Before sending it out, he hesitated for a moment, then added a final sentence:
—In this situation, do I need to see a doctor?
Click. Send.
It was the peak time when netizens were most active, and within five minutes of refreshing, several replies had already trickled in:
[Alright then] : Is it that the thing OP likes is so expensive?
[Just woke up didn’t hear clearly]: This is simple, just find a substitute, one move and you’re set.
[Jiba Kaihua] : The floor above, the OP already said it’s one of a kind with no substitute. Please read the question carefully before answering.
[Zhang Demei]: I feel like this question isn’t really something an adult would ask. Only my little nephew who just started kindergarten would be troubled by something like this. No offense, OP, are you even an adult?
…
None of them were remotely helpful.
He was about to close the page in disappointment, but a reply that popped up when he refreshed one last time caught his attention:
[Spicy Sad Goose]: See a doctor? OP, that’s an exaggeration. Let me put it this way…have you ever seen a kid being taken to a doctor by their parents just because they like a toy too much?
Although I don’t know what it is you like, it doesn’t matter, the principle is the same.
As for how to solve it, in my experience, the fastest and most effective method is…get it. Do whatever it takes to get it.

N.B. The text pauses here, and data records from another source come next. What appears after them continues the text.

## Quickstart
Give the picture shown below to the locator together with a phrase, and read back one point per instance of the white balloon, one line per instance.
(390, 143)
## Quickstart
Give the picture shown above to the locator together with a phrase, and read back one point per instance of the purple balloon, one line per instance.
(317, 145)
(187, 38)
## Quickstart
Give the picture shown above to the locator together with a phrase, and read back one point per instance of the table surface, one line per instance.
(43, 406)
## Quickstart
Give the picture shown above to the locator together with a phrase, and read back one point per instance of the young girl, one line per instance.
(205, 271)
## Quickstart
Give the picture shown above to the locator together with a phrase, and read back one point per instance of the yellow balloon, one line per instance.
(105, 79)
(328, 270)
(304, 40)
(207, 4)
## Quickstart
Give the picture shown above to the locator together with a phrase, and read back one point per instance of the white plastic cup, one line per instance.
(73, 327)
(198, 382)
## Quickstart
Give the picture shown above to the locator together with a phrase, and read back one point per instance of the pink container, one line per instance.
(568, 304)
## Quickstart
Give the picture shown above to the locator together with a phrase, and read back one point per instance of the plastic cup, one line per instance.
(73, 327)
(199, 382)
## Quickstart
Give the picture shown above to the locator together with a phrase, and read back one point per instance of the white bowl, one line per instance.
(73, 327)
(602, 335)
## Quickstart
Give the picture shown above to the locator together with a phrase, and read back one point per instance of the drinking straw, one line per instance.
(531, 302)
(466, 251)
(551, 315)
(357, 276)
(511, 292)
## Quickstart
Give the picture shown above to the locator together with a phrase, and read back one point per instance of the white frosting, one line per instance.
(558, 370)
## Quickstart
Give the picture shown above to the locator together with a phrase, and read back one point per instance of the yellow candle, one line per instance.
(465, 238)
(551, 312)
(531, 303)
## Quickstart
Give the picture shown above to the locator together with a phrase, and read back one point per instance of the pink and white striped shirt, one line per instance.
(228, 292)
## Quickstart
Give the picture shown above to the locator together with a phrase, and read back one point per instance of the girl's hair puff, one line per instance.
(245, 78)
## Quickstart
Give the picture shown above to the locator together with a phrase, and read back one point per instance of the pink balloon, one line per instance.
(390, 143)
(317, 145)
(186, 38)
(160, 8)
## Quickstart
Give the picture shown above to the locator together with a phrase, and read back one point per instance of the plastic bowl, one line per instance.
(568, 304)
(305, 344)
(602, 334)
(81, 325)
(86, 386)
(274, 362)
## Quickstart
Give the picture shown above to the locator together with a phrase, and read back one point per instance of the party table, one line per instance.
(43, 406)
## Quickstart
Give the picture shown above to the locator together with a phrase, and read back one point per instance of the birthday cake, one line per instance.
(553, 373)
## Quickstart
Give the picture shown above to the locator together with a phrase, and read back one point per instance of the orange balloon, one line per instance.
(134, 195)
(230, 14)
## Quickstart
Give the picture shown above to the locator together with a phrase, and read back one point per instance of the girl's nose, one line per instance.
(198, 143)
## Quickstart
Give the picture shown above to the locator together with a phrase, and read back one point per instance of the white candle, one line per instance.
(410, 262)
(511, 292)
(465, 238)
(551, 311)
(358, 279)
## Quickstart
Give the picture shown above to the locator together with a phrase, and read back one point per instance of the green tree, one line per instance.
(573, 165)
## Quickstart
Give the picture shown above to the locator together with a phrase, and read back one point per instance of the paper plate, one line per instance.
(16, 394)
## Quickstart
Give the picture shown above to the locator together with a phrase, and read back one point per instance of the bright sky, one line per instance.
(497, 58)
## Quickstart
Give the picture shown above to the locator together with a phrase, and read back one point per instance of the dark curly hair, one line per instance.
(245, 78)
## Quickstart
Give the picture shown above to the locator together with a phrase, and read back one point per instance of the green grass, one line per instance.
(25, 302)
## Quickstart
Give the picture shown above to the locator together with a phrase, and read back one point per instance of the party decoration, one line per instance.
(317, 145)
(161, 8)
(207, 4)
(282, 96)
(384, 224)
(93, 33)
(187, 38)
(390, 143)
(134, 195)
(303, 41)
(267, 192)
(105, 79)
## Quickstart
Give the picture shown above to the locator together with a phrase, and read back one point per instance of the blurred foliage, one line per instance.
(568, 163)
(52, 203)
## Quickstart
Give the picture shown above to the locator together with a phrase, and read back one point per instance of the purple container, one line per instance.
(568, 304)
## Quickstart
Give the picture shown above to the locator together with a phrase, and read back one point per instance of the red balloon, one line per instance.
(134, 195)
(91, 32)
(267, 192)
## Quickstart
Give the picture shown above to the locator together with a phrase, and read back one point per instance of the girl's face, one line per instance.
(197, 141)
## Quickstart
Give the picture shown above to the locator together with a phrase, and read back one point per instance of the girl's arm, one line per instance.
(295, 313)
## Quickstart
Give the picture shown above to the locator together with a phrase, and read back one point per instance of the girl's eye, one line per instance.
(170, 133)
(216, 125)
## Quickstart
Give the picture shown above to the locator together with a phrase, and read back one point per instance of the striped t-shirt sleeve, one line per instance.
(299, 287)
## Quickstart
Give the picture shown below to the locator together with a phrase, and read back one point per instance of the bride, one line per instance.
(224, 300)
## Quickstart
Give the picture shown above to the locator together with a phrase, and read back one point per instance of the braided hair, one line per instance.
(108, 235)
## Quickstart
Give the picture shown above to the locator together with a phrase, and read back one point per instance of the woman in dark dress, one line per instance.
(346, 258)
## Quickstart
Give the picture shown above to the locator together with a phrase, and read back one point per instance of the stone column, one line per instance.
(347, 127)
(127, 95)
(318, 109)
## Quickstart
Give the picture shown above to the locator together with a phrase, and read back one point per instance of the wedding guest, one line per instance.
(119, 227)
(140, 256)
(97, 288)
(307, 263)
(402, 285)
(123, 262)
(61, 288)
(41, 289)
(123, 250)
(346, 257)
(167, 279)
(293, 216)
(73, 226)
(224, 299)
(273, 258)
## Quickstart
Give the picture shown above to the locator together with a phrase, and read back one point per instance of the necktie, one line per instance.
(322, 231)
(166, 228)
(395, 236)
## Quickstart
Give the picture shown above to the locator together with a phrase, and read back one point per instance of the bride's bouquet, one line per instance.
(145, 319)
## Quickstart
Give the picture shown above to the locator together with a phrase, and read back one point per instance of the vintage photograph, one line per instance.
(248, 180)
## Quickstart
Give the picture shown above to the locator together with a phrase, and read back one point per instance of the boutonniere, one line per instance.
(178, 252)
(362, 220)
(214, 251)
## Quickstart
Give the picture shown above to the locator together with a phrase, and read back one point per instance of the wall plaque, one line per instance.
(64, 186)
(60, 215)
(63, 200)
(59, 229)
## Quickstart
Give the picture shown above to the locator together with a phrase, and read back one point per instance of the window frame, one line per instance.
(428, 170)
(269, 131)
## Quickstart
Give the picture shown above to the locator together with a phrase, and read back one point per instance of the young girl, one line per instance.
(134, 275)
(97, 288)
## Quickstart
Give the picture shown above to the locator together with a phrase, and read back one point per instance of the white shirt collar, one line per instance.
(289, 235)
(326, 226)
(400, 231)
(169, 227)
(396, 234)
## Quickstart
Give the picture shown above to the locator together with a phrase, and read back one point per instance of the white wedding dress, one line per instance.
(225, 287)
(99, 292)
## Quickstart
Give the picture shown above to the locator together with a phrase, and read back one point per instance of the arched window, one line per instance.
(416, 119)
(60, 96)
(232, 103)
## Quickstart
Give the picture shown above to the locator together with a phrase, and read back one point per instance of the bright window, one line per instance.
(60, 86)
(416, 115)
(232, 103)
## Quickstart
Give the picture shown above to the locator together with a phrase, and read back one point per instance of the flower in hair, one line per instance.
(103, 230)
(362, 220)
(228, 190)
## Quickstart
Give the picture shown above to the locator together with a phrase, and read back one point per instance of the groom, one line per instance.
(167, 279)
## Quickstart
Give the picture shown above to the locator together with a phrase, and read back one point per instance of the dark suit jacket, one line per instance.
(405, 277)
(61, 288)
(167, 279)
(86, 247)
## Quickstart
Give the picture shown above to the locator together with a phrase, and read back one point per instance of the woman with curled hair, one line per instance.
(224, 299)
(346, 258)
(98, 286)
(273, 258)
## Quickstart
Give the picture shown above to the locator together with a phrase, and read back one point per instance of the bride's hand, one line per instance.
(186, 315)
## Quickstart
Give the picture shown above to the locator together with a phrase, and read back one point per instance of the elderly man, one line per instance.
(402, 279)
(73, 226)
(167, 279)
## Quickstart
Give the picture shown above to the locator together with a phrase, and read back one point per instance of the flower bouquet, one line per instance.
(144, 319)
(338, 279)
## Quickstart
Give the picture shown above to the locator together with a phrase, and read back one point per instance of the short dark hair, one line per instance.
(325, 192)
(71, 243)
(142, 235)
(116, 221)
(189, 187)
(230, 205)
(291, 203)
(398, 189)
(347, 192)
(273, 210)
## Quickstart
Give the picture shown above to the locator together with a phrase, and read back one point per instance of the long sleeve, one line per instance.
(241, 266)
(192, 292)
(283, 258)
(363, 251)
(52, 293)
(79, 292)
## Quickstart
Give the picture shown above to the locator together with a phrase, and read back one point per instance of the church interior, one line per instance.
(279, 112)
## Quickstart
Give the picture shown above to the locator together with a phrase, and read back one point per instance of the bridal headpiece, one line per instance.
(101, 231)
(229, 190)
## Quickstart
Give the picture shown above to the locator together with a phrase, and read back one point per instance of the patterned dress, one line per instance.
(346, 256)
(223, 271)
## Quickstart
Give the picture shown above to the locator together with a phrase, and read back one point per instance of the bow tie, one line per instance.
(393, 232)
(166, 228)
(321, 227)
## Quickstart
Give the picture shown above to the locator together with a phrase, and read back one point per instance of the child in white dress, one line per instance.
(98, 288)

Because when you really like something, time and finding substitutes are useless, useless, useless. That’ll only make your subconscious beautify that thing until it becomes irreplaceable and one of a kind.
As the saying goes, what you can’t have always stirs restlessness. So, get it.
Once you get it, there are only two outcomes: one, you lose interest quickly and feel it’s nothing special; two, you treasure it for a while, then still lose interest…in this case, refer back to the first outcome (though the first is more likely).
But no matter which it is, the only certain thing is that you won’t be losing sleep or obsessing over it anymore.Treating the disease and finding its root cause is the only way to solve it once and for all.